The corridor will also benefit from next-generation American-made trains, funded as part of a previously announced $782 million grant that will pump new life into domestic manufacturing. States will purchase 33 quick-acceleration locomotives and 120 bi-level passenger cars to operate in Illinois, Indiana, Michigan, Iowa, Missouri, California, Washington and Oregon.

Michigan is among thirty-two states throughout the U.S. and the District of Columbia that are laying the foundation for high-speed rail corridors that will link Americans with faster and more energy-efficient travel options.  To date, the U.S. Department of Transportation has invested $10.1 billion to put American communities on track towards new and expanded rail access and improved reliability, speed and frequency of existing service.


Post Link:

MDOT issues Request for Proposal for the Chicago-Detroit Rail Corridor Investment Plan

The 304-mile rail corridor is a federally designated high-speed rail corridor.

The Michigan Department of Transportation (MDOT), in partnership with the Illinois Department of Transportation, Indiana Department of Transportation, and Norfolk Southern Railway, has issued a Request for Proposal (RFP) for services of a qualified and experienced transportation (planning, environmental and engineering services) consultant or consultant team to complete a Service Development Plan and a Federal Railroad Administration (FRA) Tier-1 Environmental Impact Statement for the Chicago, Ill. — Detroit/Pontiac, Mich., Rail Corridor.

The FRA issued a Notice of Funding Availability on April 1, 2010, for the High-Speed Intercity Passenger Rail Program in the Federal Register.  In response, MDOT submitted an application, which was selected by the U.S. Department of Transportation to receive funding to develop a Passenger Rail Corridor Investment Plan.

The 304-mile corridor between Chicago and Detroit/Pontiac is part of the Chicago Hub Network and is a federally designated High-Speed Rail Corridor. The existing corridor is also one of several major branches in the hub-and-spoke passenger rail system centered in Chicago, part of the Midwest Regional Rail Initiative.

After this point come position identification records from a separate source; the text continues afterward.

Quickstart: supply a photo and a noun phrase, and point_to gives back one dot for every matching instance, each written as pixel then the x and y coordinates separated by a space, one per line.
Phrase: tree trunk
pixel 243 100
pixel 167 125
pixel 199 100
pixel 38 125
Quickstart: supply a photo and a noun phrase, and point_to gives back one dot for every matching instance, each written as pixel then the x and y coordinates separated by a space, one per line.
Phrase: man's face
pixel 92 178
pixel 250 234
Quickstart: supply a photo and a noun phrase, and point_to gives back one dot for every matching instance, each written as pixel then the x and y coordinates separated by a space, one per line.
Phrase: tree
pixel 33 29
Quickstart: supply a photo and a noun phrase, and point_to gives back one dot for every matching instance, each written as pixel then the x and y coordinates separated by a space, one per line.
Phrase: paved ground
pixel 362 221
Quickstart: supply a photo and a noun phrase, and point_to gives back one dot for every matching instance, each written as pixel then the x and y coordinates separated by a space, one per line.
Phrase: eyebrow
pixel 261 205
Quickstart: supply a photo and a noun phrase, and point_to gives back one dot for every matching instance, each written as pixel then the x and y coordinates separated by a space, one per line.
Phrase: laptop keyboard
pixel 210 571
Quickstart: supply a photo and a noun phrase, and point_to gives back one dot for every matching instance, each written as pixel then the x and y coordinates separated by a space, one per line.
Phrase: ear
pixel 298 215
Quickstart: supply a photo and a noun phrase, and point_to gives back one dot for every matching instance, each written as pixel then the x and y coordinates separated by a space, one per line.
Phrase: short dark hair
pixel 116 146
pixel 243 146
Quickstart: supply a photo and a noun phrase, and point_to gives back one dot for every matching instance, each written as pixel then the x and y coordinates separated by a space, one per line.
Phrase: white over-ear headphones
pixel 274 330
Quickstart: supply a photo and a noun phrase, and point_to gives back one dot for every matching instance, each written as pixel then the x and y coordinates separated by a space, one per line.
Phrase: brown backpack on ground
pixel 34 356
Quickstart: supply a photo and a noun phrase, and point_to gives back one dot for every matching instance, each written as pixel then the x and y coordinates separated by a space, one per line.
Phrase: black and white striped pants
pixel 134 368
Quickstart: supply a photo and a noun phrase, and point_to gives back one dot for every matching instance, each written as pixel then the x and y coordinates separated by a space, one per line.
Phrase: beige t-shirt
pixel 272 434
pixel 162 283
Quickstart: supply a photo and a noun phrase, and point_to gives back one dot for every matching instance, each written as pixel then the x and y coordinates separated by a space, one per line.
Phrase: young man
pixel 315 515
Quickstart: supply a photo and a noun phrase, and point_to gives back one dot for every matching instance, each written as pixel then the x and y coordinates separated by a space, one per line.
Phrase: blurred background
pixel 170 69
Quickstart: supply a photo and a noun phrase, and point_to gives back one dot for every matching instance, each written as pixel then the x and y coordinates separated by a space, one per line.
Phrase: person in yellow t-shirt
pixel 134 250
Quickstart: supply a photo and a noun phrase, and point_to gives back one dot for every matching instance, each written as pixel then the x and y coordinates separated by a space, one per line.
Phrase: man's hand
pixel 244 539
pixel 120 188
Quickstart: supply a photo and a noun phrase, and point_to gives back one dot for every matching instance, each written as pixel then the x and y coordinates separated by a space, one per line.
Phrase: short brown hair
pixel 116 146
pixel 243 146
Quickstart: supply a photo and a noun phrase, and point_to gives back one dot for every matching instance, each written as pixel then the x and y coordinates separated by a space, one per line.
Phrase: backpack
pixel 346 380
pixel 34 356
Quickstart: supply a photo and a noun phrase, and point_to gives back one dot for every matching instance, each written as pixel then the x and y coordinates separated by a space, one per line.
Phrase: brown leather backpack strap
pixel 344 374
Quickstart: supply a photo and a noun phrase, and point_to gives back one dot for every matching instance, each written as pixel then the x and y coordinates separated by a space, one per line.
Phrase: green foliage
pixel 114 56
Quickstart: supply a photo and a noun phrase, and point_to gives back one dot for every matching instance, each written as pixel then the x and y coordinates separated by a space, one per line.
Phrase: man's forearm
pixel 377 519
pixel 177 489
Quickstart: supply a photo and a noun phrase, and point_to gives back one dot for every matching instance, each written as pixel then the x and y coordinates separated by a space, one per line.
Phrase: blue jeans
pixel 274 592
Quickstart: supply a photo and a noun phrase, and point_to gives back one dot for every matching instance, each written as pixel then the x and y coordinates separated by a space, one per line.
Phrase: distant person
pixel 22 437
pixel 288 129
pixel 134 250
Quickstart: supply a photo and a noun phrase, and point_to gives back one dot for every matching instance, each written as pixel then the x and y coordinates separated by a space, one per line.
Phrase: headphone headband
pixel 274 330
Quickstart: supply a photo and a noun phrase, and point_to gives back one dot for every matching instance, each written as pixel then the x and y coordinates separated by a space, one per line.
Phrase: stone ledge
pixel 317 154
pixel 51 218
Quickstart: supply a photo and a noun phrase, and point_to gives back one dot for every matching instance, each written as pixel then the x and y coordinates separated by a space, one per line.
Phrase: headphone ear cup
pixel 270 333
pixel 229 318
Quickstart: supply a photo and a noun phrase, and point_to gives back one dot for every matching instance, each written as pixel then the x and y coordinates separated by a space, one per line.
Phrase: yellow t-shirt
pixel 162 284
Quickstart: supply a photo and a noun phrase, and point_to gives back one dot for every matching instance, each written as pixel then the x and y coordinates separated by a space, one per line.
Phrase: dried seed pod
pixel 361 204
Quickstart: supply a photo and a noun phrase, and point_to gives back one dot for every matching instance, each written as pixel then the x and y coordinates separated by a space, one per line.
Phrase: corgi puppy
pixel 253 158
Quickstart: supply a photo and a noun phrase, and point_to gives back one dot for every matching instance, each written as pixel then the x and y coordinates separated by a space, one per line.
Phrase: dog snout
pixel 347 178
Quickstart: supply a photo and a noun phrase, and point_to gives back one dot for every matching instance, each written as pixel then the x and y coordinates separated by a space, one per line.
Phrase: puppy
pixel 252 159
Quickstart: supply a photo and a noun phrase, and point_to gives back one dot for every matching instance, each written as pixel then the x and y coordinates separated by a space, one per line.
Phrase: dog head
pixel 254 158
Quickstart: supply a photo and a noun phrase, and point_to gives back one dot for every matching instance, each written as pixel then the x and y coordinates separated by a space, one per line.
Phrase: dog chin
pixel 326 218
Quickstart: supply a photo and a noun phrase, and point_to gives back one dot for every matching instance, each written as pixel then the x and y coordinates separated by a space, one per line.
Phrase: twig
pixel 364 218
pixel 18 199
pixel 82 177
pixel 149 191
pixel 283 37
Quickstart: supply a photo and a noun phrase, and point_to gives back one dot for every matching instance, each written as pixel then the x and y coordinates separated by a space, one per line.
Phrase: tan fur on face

In Chicago, construction started last month on the Englewood Flyover, a $133 million project to eliminate one of the Midwest’s worst rail bottlenecks and reduce delays for passenger service. The project, made possible by $126 million in federal funding and $6.6 million in matching state funds, also will make preparations for additional tracks for expanded 110 mph service from Chicago to Detroit, Cleveland and the East Coast.

The deadline for individual firms or teams to submit responses to the RFP is Dec. 12, 2011.

More information about this project is available on the MDOT Web site on the Requests for Proposals page under Transportation Planning.


Detroit to Chicago in less than 4 hours? 3 upgrades for Michigan passenger rail

Most of the upgrades are happening along the Detroit to Chicago route. That’s because this line was designated as a high speed rail corridor by the federal government back in 1992.

With that designation comes federal grant dollars.

And recently, it has meant hundreds of millions of federal stimulus dollars.

$639.5 million of the $687.4 million being invested in Michigan’s rail system is coming from the federal government. The rest is made up of state and local funds.


Post Link: Detroit to Chicago in less than 4 hours? 3 upgrades for Michigan passenger rail

Details emerging on MDOT purchase of train track from Kalamazoo to Dearborn

he details about who will pay for what are beginning to emerge on Michigan Department of Transportation’s announcement last week that it will purchase a critical 135-mile segment of railroad trackbetween Kalamazoo and Dearborn.


Post Link:

Train ridership on the rise: Ann Arbor remains busiest Amtrak stop between Detroit and Chicago

University of Michigan graduate student Jon Bolenbaugh says he uses the Amtrak station in Ann Arbor about twice a month and prefers train travel over driving or flying.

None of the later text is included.